Смолин чуть не подскочил на койке. Вот плут! Это называется — в чужом пиру похмелье! Видите ли, не хочется Моряткину страдать в одиночку, пусть все делят с ним его душевные терзания.
Впрочем, Моряткин угадал: для Смолина эта песня — воспоминание о беспокойных и радостных днях с Тришкой, они любили слушать ее вдвоем, а потом, когда расстались, печальная мелодия «Изабэли» всегда больно напоминала Смолину об утраченном.
Жалобно позвякивали на полке стаканы, где-то над потолком, на палубе бака при каждом крене звенела неведомая железяка, стук машины под полом хотя и был, как всегда, невозмутимо монотонным, но в нем чудилось напряжение и усталость… И еще шумел за бортом океан. За весь рейс он никогда так не шумел, как сейчас.
Смолин проснулся от того, что кто-то постучал в дверь. Он вскочил, дернул ручку и в дверном проеме увидел Ирину. Лицо ее казалось сморщенным, как от боли.
— Мне страшно, — она еле шевелила губами. — Можно побуду у тебя?
Он схватил ее за руки, потому что судно снова повалило на борт, и оба они еле удержались на ногах. Пальцы Ирины были ледяными.
Смолин подвел ее к койке, бережно уложил, почувствовав, как под его рукой вздрагивает покорное женское плечо.
— Лежи и ничего не бойся. Все будет в порядке.
— Ага! — слабо отозвалась она, не отрывая головы от подушки.
Он молча постоял возле койки, подошел к письменному столу, включил настольную лампу.
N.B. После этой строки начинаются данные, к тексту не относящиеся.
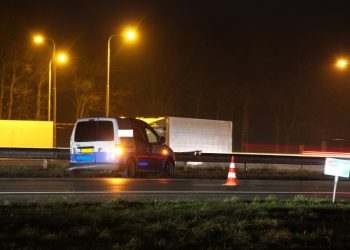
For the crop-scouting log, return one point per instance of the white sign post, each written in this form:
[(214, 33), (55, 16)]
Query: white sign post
[(337, 168)]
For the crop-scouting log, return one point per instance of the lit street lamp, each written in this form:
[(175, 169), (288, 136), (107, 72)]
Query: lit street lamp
[(130, 35), (342, 63), (38, 39), (60, 58)]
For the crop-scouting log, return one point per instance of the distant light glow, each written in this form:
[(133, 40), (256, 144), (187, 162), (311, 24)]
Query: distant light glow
[(165, 152), (130, 34), (342, 63), (118, 150)]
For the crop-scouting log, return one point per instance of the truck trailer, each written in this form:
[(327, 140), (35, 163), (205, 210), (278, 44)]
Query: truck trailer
[(194, 135)]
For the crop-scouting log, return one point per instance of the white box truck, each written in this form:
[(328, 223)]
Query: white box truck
[(189, 134)]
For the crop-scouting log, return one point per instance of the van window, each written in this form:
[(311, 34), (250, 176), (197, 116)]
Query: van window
[(152, 138), (94, 131)]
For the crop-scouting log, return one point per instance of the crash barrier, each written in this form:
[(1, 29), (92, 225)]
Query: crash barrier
[(195, 156)]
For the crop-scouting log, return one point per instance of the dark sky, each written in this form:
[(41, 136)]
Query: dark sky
[(265, 47)]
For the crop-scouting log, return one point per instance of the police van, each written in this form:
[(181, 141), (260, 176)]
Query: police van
[(125, 145)]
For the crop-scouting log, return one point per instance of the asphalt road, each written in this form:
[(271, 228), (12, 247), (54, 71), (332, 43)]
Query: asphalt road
[(94, 189)]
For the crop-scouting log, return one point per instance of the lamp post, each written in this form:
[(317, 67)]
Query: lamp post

— Я поработаю немного… Не помешаю?
Он всегда спрашивал это, когда они жили под одной крышей. Он любил работать ночами.
Ирина не отозвалась.
Над письменным столом на стене был прикреплен ее портрет, нарисованный Чайкиным для стенгазеты. Смолин осторожно, чтобы не повредить, отлепил его от стены, свернул в трубочку, сунул в стол. Оглянулся на Ирину: не заметила ли? В полумраке лица ее не было видно.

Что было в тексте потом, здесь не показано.